Cepat atau lambat, bukankah semua Malaikat dan Malaikat Jatuh akan memberikan “Permintaan Ikut Serta” juga?

“Sehingga, untuk sementara waktu, kita akan membangun badanmu sehingga kamu bisa bertarung untuk jangka waktu yang lebih lama.”

“......Ya!”

Itu sangat benar. Kekuatanku memang hanya sementara. Kalau kelak aku ikut serta dalam Game, aku harus bertarung dalam jangka panjang. Aku harus mempertahankan kekuatan itu lebih lama dari sepuluh detik.

Namun, bisakah aku mencapai Balance Breaker sempurna? Karena aku menggunakannya secara paksa dengan kekuatan pinjaman, aku tak bisa bayangkan mencapainya dengan kekuatanku sendiri. Karena aku pada dasarnya lemah.

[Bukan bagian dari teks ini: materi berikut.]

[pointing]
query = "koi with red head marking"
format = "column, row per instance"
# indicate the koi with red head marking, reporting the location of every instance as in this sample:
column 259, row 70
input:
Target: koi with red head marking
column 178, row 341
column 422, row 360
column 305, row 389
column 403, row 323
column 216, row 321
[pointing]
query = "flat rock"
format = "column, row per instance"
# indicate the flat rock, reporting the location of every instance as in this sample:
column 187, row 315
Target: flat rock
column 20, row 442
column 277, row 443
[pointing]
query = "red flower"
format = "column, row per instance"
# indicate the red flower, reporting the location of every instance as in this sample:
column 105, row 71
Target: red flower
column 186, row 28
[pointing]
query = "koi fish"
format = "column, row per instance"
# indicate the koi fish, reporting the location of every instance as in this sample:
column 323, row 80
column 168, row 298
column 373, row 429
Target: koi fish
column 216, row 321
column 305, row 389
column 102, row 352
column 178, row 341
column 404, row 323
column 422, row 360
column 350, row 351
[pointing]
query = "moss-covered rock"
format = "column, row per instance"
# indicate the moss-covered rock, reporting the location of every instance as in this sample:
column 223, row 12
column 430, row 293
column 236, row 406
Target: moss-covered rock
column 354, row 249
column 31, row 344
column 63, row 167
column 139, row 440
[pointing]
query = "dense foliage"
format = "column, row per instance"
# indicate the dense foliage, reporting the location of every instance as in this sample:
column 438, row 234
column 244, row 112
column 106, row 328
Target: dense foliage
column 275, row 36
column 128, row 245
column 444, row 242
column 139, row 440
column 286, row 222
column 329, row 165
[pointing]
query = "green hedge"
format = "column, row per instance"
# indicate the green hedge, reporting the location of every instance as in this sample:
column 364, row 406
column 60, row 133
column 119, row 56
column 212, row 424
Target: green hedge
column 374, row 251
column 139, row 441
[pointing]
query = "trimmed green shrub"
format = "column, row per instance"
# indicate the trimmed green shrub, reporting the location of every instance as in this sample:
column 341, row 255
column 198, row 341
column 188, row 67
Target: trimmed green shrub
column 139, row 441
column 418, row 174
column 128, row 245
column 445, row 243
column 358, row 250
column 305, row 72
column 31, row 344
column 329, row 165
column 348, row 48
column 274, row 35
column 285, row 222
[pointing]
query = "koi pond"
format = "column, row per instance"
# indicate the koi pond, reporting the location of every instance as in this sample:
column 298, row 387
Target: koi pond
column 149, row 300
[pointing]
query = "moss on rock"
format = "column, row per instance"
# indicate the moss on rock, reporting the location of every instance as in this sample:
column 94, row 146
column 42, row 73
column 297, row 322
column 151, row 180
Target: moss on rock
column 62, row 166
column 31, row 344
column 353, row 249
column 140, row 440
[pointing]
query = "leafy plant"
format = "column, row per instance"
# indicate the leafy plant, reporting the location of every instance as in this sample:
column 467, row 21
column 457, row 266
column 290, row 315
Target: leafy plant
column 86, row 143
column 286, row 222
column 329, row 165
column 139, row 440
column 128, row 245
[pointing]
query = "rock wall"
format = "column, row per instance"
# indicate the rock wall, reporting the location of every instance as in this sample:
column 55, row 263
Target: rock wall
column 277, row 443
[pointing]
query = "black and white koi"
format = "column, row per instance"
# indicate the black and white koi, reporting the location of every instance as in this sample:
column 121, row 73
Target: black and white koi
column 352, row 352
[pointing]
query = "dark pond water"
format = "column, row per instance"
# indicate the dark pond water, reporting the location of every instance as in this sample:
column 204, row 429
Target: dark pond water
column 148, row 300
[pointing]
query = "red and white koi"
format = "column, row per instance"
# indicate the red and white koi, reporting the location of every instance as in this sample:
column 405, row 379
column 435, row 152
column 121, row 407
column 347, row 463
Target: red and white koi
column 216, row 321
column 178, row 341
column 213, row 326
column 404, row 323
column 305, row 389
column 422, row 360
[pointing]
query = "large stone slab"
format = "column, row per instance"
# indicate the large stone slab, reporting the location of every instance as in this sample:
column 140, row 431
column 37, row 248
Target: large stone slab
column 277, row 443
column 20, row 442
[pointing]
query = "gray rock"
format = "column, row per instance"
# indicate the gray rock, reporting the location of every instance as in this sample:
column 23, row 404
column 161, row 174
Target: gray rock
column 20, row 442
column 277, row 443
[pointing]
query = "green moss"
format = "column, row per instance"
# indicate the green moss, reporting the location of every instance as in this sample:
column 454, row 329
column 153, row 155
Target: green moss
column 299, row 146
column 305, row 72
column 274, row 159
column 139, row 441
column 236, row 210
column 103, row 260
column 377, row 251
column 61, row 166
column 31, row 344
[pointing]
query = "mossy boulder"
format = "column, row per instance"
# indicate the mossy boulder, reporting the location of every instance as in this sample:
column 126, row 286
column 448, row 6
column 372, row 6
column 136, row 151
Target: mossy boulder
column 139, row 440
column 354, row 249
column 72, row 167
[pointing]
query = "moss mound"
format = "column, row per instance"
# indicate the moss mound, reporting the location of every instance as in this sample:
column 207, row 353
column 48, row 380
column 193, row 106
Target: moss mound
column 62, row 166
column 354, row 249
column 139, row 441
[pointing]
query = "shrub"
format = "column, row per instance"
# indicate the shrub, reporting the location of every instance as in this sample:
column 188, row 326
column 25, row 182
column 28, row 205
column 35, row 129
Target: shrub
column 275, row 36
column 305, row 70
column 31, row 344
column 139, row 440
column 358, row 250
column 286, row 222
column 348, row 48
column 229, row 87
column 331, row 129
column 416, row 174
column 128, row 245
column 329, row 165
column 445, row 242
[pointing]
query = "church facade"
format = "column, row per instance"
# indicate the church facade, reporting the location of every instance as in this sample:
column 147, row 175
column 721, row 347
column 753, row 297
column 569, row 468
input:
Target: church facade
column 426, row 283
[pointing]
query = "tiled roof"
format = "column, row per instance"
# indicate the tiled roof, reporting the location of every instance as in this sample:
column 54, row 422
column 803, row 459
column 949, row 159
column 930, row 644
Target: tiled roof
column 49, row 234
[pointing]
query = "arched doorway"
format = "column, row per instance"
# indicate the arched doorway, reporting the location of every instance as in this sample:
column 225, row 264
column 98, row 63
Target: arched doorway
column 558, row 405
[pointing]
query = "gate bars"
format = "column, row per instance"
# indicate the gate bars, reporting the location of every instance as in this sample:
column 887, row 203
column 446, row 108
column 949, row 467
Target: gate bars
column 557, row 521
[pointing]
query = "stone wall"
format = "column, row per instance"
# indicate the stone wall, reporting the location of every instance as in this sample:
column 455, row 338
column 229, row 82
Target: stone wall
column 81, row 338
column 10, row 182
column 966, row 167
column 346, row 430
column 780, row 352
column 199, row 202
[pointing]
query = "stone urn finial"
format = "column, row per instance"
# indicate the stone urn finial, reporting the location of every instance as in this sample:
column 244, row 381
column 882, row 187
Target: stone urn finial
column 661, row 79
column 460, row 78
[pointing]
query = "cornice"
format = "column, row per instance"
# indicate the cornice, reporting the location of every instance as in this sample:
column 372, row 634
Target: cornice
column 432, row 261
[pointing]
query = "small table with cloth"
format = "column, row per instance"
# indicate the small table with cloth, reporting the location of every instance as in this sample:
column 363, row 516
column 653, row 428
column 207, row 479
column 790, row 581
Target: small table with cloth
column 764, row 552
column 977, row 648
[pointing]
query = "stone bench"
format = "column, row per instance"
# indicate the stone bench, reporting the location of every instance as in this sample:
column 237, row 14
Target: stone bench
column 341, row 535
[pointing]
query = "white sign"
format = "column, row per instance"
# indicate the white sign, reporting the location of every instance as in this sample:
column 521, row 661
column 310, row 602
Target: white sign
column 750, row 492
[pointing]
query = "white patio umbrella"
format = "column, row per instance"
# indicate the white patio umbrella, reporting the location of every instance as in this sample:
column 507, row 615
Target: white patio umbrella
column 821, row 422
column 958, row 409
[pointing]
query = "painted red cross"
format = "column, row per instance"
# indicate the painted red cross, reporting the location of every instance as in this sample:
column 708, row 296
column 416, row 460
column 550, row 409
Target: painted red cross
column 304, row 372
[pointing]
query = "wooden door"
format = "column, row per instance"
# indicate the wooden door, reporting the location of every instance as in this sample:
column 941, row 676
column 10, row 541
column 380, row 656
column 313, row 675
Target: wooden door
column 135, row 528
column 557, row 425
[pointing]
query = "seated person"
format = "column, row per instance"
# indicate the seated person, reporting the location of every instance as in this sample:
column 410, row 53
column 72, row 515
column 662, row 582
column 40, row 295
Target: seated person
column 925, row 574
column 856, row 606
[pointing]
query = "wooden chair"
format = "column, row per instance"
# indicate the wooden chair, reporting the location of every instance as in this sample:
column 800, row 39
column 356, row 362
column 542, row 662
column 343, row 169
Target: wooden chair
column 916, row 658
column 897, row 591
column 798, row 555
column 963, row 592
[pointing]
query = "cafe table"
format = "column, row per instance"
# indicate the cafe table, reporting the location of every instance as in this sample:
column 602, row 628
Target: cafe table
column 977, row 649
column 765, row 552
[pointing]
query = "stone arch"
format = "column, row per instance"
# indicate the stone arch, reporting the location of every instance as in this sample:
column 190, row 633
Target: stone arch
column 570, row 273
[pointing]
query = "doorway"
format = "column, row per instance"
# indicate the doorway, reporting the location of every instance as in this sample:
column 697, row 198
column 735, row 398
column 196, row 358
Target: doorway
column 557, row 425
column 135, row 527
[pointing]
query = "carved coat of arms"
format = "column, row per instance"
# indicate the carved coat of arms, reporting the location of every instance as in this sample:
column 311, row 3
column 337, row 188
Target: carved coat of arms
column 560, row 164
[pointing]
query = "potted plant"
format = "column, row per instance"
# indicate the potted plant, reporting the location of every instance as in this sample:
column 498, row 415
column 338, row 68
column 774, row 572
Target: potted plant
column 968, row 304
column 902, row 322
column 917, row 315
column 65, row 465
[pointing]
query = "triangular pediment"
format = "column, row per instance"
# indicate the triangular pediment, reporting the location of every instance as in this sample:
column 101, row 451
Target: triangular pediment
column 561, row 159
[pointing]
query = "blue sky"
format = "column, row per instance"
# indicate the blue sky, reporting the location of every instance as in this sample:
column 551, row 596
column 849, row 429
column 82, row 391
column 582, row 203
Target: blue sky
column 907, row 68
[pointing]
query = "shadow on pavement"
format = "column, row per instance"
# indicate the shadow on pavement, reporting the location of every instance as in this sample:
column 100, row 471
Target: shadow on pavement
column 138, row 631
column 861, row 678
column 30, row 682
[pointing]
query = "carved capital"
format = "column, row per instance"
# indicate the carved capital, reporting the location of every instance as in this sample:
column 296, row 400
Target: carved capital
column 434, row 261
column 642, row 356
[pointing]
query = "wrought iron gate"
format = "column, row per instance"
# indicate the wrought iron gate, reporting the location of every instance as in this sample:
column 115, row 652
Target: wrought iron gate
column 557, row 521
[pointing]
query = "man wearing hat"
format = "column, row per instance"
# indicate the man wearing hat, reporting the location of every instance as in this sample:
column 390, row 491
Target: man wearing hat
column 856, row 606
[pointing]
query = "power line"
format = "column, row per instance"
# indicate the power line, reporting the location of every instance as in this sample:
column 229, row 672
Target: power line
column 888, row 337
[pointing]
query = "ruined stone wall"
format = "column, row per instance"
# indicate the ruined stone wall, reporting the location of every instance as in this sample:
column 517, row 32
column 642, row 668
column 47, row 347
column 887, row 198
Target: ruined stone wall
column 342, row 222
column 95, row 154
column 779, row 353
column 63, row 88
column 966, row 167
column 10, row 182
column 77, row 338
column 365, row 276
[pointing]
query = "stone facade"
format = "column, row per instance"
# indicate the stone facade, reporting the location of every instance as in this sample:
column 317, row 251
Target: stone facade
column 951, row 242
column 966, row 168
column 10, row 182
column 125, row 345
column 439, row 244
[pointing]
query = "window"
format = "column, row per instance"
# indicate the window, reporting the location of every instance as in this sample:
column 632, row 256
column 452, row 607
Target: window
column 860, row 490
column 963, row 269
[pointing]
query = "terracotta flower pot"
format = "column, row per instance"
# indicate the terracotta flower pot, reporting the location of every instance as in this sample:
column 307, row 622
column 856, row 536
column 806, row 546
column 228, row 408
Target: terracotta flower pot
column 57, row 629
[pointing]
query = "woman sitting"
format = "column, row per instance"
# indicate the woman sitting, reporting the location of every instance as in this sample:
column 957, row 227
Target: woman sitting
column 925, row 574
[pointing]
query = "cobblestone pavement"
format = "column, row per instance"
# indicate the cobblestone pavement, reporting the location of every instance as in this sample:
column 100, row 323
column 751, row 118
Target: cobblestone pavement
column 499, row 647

Aku hanya mantan manusia. Vali adalah keturunan Maou.......Inilah latar belakang kami sejak lahir.

“Bisakah aku menjadi kuat?”

Itulah pertanyaanku. Pertanyaan blak-blakan. Bisakah aku menjadi kuat?

“Akan kujadikan kamu kuat. Karena aku Malaikat Jatuh yang banyak menganggur.”

Azazel menunjukkan senyuman nakal dan agak jahat. Kurasa aku tak punya pilihan selain mematuhi kemauan Gubernur ini.

Yaa, kekuatanku tergantung latihanku dari sekarang. Lalu, aku menunjuk ke arah Gasper.

“Kalau, misalnya, lain kali kita diserang, tak bisakah kita melakukan sesuatu dengan Penghentian-Waktu Gasper?”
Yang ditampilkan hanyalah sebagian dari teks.